Research Highlights Potential of Sub-Billion Parameter Models
Meta’s latest research indicates that language models with fewer than a billion parameters can perform on par with their larger counterparts. This breakthrough could transform on-device AI applications by reducing energy consumption during model inference tasks.
Comparison with Large Language Models
Large language models (LLMs), such as Mistral-22B with 22 billion parameters and GPT-4 with 1.76 trillion parameters, require extensive computing resources. In contrast, SLMs, like Microsoft’s Phi-3 family, start from 3.8 billion parameters, demanding less infrastructure.

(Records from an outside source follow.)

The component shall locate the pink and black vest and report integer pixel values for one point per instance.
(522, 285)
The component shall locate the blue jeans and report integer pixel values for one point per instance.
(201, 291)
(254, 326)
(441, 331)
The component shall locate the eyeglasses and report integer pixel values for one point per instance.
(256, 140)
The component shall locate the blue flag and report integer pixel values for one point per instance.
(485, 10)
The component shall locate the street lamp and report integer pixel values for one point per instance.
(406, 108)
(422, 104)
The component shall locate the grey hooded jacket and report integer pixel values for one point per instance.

Enabling Widespread Adoption on Mobile Devices
Meta researchers argue that effective SLMs with fewer than a billion parameters could enable widespread adoption of generative AI on mobile devices, which have limited computational power compared to servers.
Experimental Findings
In their experiments, the researchers tested models with 125 million and 350 million parameters. They found that prioritizing depth over width in model architecture significantly enhanced performance.
Introducing MobileLLM
“Contrary to the belief that data and parameter quantity are crucial for model quality, our study highlights the importance of architecture for sub-billion scale LLMs,” the researchers noted. They introduced a baseline network called MobileLLM, utilizing deep and thin architectures, embedding sharing, and grouped-query attention mechanisms. MobileLLM showed a significant accuracy boost of 2.7%/4.3% over previous 125M/350M models.
Demonstrated Effectiveness and Availability
The 125M and 350M MobileLLM models demonstrated effectiveness comparable to larger models like Llama 2 in handling chat and API calling tasks, showcasing the potential of small models for on-device use cases. Although MobileLLM is not yet publicly available in Meta’s products, the researchers have released the code and data from their experiments.